Ils planchent et comptent !

Accros à l’adrénaline, Maltais et Anderson connaissent leurs forces ! En route pour la médaille d’or ?

Photo : Jacques Boissinot / PC
D. Maltais (Photo : Jacques Boissinot / PC)

Dans la vie, tout les sépare. Elle éteint des incendies, il cultive des bleuets. Mais à Vancouver, en février, les planchistes Dominique Maltais et Jasey-Jay Anderson auront une chose en commun : une chance sérieuse de devenir les premiers médaillés d’or olympiques canadiens dans leur épreuve.

Dominique Maltais, 29 ans, en est convaincue. « Je suis plus forte, plus vite, plus alerte que jamais », lance-t-elle.
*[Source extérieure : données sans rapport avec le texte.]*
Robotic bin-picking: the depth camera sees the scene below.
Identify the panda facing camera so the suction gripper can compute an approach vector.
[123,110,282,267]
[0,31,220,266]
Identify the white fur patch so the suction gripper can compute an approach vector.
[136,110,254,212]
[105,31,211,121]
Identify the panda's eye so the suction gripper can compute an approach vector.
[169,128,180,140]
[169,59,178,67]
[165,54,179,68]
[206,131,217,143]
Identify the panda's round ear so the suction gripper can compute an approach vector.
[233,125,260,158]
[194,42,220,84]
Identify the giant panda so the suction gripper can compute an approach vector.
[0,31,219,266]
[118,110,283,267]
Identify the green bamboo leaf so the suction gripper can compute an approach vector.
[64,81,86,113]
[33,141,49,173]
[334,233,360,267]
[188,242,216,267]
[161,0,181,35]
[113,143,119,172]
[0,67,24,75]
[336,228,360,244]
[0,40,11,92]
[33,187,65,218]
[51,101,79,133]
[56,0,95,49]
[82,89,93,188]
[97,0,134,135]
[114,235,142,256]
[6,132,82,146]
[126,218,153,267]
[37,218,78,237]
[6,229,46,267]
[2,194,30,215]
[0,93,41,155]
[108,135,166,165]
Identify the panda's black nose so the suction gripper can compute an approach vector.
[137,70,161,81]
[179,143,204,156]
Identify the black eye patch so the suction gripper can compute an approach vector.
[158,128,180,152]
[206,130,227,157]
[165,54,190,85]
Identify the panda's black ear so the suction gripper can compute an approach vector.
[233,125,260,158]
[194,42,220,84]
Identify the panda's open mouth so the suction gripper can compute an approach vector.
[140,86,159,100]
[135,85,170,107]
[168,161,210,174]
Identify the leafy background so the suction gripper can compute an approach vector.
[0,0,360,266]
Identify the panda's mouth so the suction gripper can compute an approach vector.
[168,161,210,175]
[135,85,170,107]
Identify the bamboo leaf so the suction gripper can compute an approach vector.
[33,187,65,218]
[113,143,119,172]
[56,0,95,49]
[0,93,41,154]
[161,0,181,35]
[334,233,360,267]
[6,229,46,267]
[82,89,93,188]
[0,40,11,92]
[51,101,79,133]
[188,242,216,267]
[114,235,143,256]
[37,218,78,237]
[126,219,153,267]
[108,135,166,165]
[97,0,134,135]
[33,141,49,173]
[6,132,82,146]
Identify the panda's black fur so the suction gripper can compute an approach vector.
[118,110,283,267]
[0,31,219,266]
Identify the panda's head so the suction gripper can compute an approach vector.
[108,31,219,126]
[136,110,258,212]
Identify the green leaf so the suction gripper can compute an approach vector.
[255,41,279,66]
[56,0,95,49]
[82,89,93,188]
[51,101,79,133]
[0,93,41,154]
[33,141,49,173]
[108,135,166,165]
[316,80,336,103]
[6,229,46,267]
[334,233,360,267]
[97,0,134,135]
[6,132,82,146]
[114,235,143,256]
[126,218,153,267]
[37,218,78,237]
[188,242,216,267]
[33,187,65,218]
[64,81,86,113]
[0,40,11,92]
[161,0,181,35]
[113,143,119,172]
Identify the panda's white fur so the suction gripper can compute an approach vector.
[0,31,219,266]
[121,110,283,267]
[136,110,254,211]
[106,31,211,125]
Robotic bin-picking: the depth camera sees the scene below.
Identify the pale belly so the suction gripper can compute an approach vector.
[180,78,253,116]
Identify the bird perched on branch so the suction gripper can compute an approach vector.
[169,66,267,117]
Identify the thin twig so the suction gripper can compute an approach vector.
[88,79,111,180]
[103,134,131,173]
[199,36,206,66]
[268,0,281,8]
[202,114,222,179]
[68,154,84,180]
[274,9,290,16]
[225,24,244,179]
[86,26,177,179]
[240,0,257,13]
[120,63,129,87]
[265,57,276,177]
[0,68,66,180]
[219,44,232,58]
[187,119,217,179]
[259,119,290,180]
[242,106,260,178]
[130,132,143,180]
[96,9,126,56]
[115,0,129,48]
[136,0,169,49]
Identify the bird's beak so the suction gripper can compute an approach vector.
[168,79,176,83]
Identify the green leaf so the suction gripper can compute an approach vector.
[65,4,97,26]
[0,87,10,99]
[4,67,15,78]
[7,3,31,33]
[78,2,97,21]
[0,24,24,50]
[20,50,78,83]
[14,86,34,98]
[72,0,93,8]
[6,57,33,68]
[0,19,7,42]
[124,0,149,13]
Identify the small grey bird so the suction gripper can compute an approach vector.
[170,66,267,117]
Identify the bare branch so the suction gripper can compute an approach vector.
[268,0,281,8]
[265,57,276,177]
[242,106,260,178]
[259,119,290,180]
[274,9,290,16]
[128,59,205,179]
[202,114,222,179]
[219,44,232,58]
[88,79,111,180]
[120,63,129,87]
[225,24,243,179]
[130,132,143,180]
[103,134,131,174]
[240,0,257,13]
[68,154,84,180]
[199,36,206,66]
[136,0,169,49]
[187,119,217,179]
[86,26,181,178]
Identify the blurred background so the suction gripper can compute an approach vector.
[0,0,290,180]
Et ses résultats depuis le début de la saison lui donnent raison. Elle a remporté deux fois la médaille d’or et une fois celle de bronze en trois compétitions. « J’ai commencé l’année en force », résume l’athlète de 1,80 m à la chevelure platine.
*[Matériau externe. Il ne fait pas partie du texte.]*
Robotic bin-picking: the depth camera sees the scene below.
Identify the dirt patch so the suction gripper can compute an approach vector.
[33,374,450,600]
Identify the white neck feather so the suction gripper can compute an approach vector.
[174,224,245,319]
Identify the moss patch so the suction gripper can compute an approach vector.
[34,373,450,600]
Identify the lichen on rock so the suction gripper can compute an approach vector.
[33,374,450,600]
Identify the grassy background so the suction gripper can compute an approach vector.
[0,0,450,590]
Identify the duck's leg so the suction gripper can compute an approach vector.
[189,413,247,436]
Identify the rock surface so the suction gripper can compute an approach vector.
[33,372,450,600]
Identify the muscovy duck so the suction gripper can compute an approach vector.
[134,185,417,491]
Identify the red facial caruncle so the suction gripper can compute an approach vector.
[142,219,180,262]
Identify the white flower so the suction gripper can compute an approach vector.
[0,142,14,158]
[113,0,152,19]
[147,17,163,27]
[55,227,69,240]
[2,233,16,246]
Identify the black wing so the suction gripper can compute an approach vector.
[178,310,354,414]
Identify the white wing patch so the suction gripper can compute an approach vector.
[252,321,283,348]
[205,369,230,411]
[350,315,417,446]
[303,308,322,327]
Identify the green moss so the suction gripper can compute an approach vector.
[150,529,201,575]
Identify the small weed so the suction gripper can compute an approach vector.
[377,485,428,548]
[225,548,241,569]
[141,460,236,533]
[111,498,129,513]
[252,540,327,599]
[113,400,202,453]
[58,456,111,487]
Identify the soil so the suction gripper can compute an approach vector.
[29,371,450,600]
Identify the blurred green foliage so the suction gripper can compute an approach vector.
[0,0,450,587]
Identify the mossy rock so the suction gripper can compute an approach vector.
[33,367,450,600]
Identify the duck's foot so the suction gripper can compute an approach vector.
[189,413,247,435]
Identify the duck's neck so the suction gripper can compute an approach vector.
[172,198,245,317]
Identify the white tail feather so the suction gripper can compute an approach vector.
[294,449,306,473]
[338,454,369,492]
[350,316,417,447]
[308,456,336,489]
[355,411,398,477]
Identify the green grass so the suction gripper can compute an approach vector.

Le contraire aurait également pu se produire. Depuis les Jeux de Turin – où elle a été la seule Canadienne à remporter une médaille (bronze) en surf des neiges -, elle a la guigne : une première fois, en 2006, ce sont des ligaments du genou déchirés, puis, en 2008 et 2009, c’est une fracture du poignet gauche, suivie d’une autre du droit. « Devant l’épreuve, soit tu vas brailler chez toi, soit tu te bottes le derrière », dit-elle depuis sa maison de Petite-Rivière-Saint-François, à l’ombre de la station de ski Le Massif. « Moi, ça m’a fouettée. »

La vie de Jasey-Jay Anderson est plus zen. Lorsqu’il n’a pas les deux pieds vissés sur sa planche, il fait pousser des bleuets à Lac-Supérieur, dans les Laurentides. Mais il est tout aussi accro à l’adrénaline que sa coéquipière. « Rien ne se compare aux forces qui jouent quand on est en plein carving [virage serré]. On se sent comme un bolide de course », dit l’athlète de 34 ans, qui est monté 55 fois sur un podium depuis le début de sa carrière. À sa première course de la saison, en octobre, il a remporté la médaille d’or.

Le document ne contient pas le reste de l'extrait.